Artificial Selection Possibly Caused the Differences in Genetic Diversity and Inbreeding Levels of the Two Duroc Lines

In our study, combining the results of six genetic diversity and inbreeding indices (Ho, He, π, Ne, FHOM, and FROH), AD pigs had an abundant genetic diversity and a low level of inbreeding than CD pigs. Similar to previous studies (8, 56), the values of FROH were larger than FHOM in two Duroc populations. This may be caused by the inability of the FHOM to differentiate between IBD and IBS alleles (57). The moderate genetic differentiation (FST = 0.093) indicated that two Duroc lines possibly experienced different demographic, inbreeding, and selection histories. FROH>10 made a major contribution to FROH of the two Duroc lines, revealing the recent reduction in genetic diversity and increase in homozygosity in two Duroc lines. Due to the differences in computational methods and parameters, tested populations, sample sizes, and SNP arrays, the Duroc populations in this study displayed different ROH numbers and lengths compared with previous studies of ROH in Duroc pigs (10, 2830). Two Duroc populations had low degrees of FHOM, likely due to the two Duroc populations raised in the same company (Wen's Foodstuff Group Co., Ltd.), which had the better inbreeding control and breeding programs. Our previous study (58) reported that LD decays faster with distance in AD than in CD pigs, implying that CD has a greater selective strength than AD pigs. A previous study (45) showed that, compared with medium and small ROH, recent strong directional selection may have a greater impact on long ROH, because it tends to produce long haplotypes. Based on the above results, we believe that the existence of genetic differences between the two Duroc lines may be more partly due to recent selection. Moreover, compared to CD pigs, the FHOM and FROH values of females were larger than males in AD pigs. A reasonable explanation is that the traits associated with female reproduction may be selected to improve the poor fertility of AD pigs.
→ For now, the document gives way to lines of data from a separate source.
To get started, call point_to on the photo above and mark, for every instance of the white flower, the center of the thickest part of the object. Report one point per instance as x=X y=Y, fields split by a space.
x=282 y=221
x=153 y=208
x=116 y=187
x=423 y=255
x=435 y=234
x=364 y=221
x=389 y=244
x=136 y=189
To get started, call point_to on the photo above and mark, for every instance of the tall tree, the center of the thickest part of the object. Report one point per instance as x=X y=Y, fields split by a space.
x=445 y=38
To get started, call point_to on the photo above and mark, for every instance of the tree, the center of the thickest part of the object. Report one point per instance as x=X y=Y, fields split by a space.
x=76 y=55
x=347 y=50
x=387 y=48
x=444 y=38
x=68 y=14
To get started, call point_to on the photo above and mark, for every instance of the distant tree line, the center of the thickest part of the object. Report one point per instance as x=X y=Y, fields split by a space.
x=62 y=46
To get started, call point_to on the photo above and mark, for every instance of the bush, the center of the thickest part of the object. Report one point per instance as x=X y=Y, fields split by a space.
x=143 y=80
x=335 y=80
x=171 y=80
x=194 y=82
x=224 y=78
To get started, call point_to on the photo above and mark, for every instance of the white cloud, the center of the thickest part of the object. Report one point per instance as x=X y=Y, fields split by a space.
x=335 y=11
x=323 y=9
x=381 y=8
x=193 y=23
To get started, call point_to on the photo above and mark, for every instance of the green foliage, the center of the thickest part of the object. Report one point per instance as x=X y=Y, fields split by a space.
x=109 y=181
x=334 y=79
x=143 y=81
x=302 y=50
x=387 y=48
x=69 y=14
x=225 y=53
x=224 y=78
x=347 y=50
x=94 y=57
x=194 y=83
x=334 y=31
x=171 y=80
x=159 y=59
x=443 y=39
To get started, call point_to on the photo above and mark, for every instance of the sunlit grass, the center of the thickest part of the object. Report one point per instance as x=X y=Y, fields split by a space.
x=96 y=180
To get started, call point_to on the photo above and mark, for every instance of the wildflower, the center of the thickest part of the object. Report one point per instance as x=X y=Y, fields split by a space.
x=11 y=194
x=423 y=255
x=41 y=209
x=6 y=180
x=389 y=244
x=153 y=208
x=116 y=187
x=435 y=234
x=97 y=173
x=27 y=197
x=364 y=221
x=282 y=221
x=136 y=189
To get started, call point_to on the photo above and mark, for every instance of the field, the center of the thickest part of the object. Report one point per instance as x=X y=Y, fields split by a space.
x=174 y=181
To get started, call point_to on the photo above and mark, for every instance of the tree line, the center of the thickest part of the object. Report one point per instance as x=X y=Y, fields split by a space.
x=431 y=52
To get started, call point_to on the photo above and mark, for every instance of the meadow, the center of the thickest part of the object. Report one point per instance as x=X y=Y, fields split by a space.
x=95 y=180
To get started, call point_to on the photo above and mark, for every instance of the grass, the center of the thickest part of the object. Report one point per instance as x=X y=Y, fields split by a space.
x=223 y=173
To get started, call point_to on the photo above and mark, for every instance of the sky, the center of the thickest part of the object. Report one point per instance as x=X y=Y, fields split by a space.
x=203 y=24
Overlapping ROH Hotspots Uncovered the Same Breed Characteristics of the Two Duroc Lines

ROH patterns were mainly shaped by population bottlenecks, inbreeding, genetic drift, and intensive natural and artificial selection (3). Peripolli et al. (2) suggested that a lot of ROHs were shared among livestock individuals, which may be due to selection rather than just demographic history. Duroc pig is a representative commercial pig breed that has recently been strongly selected for economic traits. Sonesson et al. (59) reported that genomic selection may also lead to the risk of long homozygous segments appearing around QTL regions related to any given trait in the populations. Therefore, the investigation of ROH islands can provide information about selection signatures that are putatively derived from various selection events, directions, and adaptations to different production systems (60). We expected that overlapping ROH regions and genes may have undergone directional selection in Duroc pigs, which contributes to their breed characteristics such as excellent growth rate, carcass traits, male reproductive capacity, and meat quality. The results of QTLs and GO and KEGG analyses were in line with this expectation, and QTLs and functional processes were more enriched in health, production, and behavior. We also observed three sperm-related genes, six growth-related genes, and two muscle development-related genes putatively under selection that are functionally related to these breed features. For instance, the PUM1 gene mediates activation and apoptosis of spermatogonia and acts as a post-transcriptional regulator of spermatogenesis in the testis (61). TEKT2 is associated with male sterility and abnormal sperm morphology and function in mice (62). Mice lacking CFAP43 show multiple morphological abnormalities of the flagella and impaired sperm motility (63). MATN1 is expressed in cartilage structures such as the trachea, nasal septum, auricle, and epiphysis (64). MFSD2A knockout mice exhibit a smaller and leaner body size (65). Mice lacking the ZMPSTE24 gene show premature signs of aging such as reduced body weight and subcutaneous fat, spinal prolapse, hair loss, and premature death (66). HOMER1 (67) and AKIRIN1 (68) are related to muscle development. Some candidate genes have been reported in previous selective sweep studies, such as HOMER1 (23, 24) and ARSB (25). These promising genes associated with economic traits may contribute to the genetic breeding process of pigs.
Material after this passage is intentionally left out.